This Daylilies column is being transplanted here from a blog I started in August of 2014, so I wanted to provide a bit of backstory.
For almost eight years, off and on, I’ve paid attention to my days by keeping a gratitude journal and logging “five things, every day,” as a friend advised me. Last summer, I started posting these lists on Facebook, and some people seemed to like them, and to respond to the question, “How was your day?” I decided to rename, redesign and repurpose an old blog to offer these lists in a more public place.
At a house where I used to live, we had daylilies out front. I remember the day a neighbor across the street was digging some of hers up and dividing them. We went over and got some, brought them back and planted them. They flourished, as daylilies do.

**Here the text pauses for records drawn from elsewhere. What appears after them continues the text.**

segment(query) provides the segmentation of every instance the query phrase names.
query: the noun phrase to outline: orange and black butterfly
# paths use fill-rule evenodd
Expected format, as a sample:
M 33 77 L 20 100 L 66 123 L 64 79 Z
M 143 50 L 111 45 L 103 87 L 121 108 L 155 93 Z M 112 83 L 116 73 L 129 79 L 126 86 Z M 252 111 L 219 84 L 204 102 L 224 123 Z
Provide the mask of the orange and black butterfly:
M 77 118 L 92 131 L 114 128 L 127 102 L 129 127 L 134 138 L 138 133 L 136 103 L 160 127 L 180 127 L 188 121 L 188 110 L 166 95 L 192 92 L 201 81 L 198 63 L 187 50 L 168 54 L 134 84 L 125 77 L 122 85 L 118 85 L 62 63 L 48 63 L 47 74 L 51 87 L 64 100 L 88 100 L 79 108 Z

The formal name for daylily is Hemerocallis, derived from two Greek words meaning “beauty” and “day.”
The lifespan of a daylily bloom is a day. (The lifespan of a day, too, is a day.) A day can be like a daylily bloom—fresh and tight in the morning, unfolding through the hours, sagging and spent by dark. It closes, and another opens. In some ways, each resembles all the others; in some ways, it’s unlike any before or to come.
“Daylilies are rugged, adaptable, vigorous perennials that endure in a garden for many years with little or no care,” according to a horticulture professor’s article on growing them. “Daylilies adapt to a wide range of soil and light conditions.”

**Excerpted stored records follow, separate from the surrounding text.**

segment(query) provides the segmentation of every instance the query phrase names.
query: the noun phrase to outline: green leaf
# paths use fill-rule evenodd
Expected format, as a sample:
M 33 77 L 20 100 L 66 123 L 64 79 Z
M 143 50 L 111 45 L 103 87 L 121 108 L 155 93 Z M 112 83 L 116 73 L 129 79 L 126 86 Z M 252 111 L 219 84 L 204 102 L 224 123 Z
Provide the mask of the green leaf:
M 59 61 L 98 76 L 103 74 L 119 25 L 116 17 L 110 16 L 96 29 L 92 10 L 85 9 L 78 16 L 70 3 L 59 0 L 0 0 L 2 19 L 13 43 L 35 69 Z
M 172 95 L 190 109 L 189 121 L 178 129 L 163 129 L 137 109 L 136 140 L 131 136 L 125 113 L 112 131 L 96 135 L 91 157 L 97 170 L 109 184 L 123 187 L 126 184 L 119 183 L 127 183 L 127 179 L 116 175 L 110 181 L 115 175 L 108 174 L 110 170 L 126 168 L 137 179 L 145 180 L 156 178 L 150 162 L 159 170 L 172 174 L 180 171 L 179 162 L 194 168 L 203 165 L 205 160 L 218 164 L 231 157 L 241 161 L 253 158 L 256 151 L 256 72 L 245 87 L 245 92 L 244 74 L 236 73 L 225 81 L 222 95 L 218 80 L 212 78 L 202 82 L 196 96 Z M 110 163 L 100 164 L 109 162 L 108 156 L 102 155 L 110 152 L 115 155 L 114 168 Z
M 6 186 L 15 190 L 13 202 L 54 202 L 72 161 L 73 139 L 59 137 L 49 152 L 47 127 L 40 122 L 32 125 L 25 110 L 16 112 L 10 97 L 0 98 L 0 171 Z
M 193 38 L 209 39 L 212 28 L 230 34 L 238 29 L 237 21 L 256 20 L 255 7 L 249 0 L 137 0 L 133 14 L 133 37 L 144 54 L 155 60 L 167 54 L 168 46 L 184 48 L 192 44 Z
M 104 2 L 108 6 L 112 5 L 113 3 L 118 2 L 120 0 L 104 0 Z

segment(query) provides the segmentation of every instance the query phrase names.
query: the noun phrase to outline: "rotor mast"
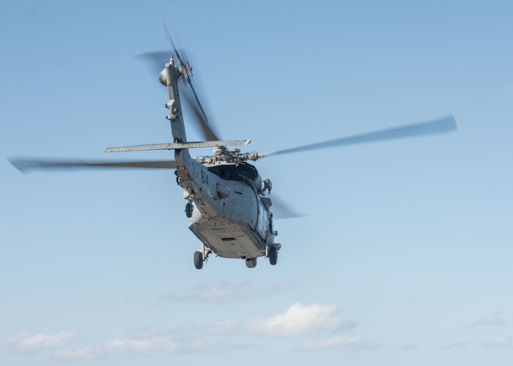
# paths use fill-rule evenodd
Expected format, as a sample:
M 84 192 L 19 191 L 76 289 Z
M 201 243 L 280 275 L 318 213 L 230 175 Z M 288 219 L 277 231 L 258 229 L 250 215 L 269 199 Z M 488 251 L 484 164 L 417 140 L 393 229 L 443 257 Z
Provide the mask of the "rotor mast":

So do moms. So do kids. So do we all.
Blue Dog in a Red Cape
Years ago, a band I was in played a set at a funky festival. We were on a raised stage, with a good view of the grounds. As we played I noticed a woman arriving with a blue dog wearing a red cape. The dog was Smurf blue and its cape was Superman’s-cape red. After our set was over and we hauled our stuff offstage and regrouped at ground level, I said something about the blue dog.
“What blue dog?”
“The blue dog in the red cape.”
My four bandmates looked at me the way you do when someone says something crazy that no one believes. I was the only one who’d seen it.

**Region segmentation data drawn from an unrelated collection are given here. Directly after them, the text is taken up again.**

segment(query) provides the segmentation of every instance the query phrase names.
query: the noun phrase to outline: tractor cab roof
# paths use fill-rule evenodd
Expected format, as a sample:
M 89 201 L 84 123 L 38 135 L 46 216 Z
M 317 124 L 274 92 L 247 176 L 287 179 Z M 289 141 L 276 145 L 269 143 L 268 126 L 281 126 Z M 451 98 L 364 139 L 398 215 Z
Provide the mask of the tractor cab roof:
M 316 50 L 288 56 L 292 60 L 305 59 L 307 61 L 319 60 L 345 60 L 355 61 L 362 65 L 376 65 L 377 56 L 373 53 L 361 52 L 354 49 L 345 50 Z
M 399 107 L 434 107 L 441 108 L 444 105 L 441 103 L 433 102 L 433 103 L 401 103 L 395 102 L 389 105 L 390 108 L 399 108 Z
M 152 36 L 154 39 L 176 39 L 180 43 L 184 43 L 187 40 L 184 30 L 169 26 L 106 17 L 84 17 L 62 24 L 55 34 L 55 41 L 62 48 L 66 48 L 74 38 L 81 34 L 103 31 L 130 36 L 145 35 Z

I looked around, spotted the woman and her dog, and walked to them. The dog was a white dog, kind of like Dennis the Menace’s, which she had dyed blue for the occasion. I asked whether she would walk over to my friends because they didn’t believe me. She obliged. We came up behind them and I said something and they turned around.
One of them jumped, like one of those loose-limbed toy figures strung with elastic that go floppy when you press the base of the pedestal. “Lordy, it’s a blue dog in a red cape!” he said.
Way back when, the first name I considered for this was Blue Dog in a Red Cape. Because we see things. And we want to show someone. Or to tell someone later, if no one is there to see.
Ideas float into the mind and out again, like a fish glimpsed for a moment in clear water. Or a fish suddenly coming into view in a huge aquarium.
Something remarkable floats into life every day. Into each life. Something superlative, a best of the day, a most of the day. Seize the Carp is about noticing the remarkable, dipping the net into the waters of what is witnessed and presenting the catch of the day.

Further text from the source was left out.